Le cœur de Klein se mit à palpiter, mais il ne montra pas sa surprise et sourit.
– « Et donc ? Se pourrait-il qu’au moment où j’étais prêt à tenter de gagner cette prime, l’affaire soit conclue ? »
– « Et après ? Suite à cet indice, de nombreux chasseurs de primes se sont empressés d’accourir, mais ils n’ont rien trouvé. Enfin, ils ont dit qu’il y avait des traces de combat dans la pièce », répondit le vieux Kohler, s’efforçant de se remémorer les informations qu’il avait recueillies.

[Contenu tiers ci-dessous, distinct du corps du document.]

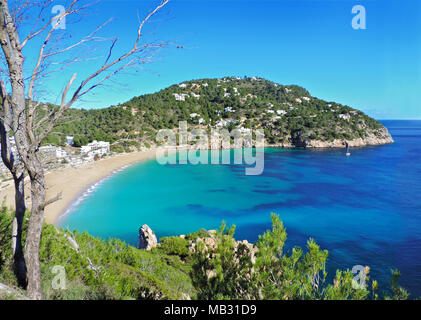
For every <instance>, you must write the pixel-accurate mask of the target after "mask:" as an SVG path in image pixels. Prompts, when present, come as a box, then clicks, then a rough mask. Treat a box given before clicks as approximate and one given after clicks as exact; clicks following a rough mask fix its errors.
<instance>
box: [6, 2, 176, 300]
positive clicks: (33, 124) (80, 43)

Il est certain que les renseignements seront d’abord transmis au MI9… M. Azik aurait-il été confronté à eux en secret ? Klein jeta un coup d’œil au patron qui s’approchait avec une assiette, fit semblant de marmonner dans sa barbe et dit au vieil homme :
– « Tout à l’heure, vous m’emmènerez rue du Manteau d’Or. J’y trouverai peut-être des indices. »
L’heure du petit-déjeuner étant passée dans le quartier, il n’y avait que très peu de clients au café.

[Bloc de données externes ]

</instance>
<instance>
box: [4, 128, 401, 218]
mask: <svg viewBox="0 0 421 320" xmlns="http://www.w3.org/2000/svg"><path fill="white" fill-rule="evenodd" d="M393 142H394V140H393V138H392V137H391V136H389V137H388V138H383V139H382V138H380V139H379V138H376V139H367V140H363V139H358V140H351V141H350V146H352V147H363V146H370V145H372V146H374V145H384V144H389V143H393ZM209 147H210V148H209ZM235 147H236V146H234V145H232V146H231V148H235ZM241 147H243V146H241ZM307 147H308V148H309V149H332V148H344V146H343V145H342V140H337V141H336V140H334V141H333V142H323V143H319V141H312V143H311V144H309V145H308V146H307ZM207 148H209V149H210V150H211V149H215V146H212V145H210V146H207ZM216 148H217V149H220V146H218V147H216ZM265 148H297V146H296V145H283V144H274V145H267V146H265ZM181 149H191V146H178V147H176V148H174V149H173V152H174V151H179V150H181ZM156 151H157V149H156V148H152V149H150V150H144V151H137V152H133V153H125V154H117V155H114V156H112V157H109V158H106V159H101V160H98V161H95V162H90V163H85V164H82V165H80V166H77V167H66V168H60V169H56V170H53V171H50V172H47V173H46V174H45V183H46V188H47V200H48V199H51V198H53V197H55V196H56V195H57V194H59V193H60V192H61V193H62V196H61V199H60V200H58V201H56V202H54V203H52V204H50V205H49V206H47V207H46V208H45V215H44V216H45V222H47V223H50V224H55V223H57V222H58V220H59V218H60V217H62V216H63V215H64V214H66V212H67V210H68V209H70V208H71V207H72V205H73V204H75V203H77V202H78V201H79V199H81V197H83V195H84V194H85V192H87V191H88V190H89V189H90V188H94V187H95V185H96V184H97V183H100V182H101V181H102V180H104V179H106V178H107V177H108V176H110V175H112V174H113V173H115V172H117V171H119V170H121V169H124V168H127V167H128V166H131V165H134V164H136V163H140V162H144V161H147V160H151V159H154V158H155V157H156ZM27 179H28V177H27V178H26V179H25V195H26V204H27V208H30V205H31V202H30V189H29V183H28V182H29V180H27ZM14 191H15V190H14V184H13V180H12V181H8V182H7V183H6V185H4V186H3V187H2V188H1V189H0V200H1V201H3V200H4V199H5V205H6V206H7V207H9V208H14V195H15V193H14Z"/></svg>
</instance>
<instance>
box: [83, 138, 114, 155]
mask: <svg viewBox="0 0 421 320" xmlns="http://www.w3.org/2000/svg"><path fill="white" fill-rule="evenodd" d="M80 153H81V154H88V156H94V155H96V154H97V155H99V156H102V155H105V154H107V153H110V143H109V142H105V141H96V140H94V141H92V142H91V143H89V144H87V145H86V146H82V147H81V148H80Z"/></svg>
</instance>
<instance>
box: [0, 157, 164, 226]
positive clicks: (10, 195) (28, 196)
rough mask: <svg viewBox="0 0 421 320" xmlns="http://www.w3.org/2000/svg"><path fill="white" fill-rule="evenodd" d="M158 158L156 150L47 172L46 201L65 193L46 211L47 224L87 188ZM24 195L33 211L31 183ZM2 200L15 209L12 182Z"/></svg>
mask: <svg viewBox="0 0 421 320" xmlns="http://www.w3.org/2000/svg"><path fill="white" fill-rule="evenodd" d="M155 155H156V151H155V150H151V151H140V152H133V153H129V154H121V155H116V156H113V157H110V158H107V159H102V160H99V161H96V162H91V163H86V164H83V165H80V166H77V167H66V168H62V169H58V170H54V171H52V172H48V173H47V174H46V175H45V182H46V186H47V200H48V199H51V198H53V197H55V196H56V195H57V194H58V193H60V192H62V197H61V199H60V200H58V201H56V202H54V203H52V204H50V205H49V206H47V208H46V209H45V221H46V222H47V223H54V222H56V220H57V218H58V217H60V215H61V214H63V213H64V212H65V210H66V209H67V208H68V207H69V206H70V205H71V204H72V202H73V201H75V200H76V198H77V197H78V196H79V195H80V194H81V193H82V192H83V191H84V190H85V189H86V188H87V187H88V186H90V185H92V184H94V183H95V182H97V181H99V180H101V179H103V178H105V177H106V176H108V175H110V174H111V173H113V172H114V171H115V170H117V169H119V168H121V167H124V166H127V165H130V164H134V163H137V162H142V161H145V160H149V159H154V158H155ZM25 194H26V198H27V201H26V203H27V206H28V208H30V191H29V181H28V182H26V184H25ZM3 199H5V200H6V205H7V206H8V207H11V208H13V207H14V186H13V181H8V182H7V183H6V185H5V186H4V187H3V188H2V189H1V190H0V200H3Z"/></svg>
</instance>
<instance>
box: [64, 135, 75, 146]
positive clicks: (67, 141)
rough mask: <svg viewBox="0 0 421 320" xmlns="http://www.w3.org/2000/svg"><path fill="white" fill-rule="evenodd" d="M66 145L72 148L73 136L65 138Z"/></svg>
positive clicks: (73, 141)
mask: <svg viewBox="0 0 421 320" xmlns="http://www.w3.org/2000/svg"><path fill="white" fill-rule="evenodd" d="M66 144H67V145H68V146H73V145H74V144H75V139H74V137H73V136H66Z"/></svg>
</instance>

– « Entendu », répondit sans hésiter Kohler.
– « Cela vous fera seize Pence et demi », dit le patron en déposant sur la table le petit-déjeuner de Klein.

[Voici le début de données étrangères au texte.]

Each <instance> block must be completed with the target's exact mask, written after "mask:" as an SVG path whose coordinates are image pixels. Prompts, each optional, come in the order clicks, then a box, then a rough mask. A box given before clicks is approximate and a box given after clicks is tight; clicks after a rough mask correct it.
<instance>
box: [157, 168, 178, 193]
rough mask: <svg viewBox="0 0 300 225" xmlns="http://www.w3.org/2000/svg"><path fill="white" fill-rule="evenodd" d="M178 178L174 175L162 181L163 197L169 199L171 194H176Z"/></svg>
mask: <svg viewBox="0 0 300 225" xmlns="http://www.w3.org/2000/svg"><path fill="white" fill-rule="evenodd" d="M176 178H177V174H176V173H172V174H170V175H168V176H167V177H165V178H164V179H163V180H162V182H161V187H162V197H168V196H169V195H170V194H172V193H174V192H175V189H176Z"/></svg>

Il n’y avait pas beaucoup de bœuf dans les pommes de terre et le ragoût était trop cuit. De toute évidence, il avait été préparé à l’avance. Le vieux Kohler fut si alléché par le riche arôme qu’il ravala involontairement sa salive.
Après avoir réglé l’addition, Klein prit une fourchette et une cuillère.
– « Poursuivez », lui dit-il.
– « Il n’y a plus grand monde pour rechercher les adeptes du Fou, à part quelques chasseurs de primes obstinés… Beaucoup d’employées du textile privées d’emploi et quelques ouvriers ont quitté le Quartier Est… »
– « Comment ? » Klein avala une bouchée de bœuf et leva les yeux. « Ils ont quitté le Quartier Est ? »
– « Ils ont dû trouver un autre emploi. Quant à savoir où ils sont allés, je n’ai pas pu le découvrir », répondit Kohler.
– « Leurs familles ne sont pas au courant ? » insista Klein.
– « Certains sont partis avec des membres de leur famille sans emploi et d’autres sont venus seuls de l’extérieur de la ville pour chercher du travail », expliqua le vieil homme qui avait fait quelques recherches.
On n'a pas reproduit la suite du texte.